強欲な女

一気に盛り上がっていた気分が冷めた。



肩なんて抱いて勘違いさせて欲しくなかった。



「夜だしちょっと冷えるな。そろそろ行くか?」



「はい。」



帰りの車の運転は私が酔わないように気を使ってゆっくりにしてくれているのが分かった。



車はどんどん私の家に近づいて行った。



(あれ?家具運ぶんじゃ………。)



そう思ったけど自分からそう聞くのはまるで家具を下さいと言っているみたいだから言わなかった。

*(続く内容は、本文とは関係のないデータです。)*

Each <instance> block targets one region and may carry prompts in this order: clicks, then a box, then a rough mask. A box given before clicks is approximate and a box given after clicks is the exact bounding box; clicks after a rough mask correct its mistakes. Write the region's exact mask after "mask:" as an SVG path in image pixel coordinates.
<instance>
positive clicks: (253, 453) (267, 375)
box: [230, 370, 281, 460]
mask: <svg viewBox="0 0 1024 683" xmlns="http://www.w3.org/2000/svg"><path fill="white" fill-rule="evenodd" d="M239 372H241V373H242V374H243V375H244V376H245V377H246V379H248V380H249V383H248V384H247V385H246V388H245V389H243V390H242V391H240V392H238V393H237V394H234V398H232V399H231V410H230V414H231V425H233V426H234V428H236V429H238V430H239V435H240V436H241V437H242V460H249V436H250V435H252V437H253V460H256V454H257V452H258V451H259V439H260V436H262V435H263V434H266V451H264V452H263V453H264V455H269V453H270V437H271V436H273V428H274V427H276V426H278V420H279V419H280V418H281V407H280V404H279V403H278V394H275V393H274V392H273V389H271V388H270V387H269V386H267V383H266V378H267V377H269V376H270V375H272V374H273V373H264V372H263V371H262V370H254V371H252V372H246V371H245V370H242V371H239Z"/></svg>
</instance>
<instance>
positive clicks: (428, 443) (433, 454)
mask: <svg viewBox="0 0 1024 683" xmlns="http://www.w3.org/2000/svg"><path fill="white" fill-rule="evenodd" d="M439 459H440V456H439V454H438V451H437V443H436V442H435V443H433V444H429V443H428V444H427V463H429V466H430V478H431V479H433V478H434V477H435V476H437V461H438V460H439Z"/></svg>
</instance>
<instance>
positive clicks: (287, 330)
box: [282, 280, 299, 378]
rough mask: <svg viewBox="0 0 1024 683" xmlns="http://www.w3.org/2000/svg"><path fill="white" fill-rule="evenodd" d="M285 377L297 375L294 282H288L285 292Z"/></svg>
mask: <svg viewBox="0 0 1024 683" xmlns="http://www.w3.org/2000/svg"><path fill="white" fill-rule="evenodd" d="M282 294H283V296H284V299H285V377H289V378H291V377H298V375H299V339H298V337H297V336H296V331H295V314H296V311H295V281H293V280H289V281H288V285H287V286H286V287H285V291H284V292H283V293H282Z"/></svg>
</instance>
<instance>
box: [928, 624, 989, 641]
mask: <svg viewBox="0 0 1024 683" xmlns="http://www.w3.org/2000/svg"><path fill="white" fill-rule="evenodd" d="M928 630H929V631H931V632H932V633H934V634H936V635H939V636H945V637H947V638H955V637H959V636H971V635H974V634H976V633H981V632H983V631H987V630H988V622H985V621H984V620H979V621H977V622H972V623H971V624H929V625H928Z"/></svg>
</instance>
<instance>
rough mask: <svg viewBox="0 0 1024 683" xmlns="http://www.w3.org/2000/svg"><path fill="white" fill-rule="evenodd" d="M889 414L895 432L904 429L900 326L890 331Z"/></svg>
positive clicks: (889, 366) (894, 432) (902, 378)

特に恭平さんと何を話すわけでもなくアパートに着いた。



「今日はありがとうございま………。」



私がお礼を言おうとすると、アパートの前に止まっていたトラックから人が出てきて真っ直ぐこっちに向かってきて車の窓を叩いた。



「どの部屋に運ぶんだ?」



車の明かりに照らされた顔を見てみるとこの前の恭平さんの友達だった。



「えっ………。もしかしてトラックで持ってきてくれたんですか?」



「そうだよ。恭平の意中の女のためなら運ぶしかないだろ?」



またこの人はそういうこと言って私を勘違いさせるのは止めて欲しかった。



(元はといえばこの人が余計なこと言うから………。)



と思いながらもにっこりと笑顔でお礼を言った。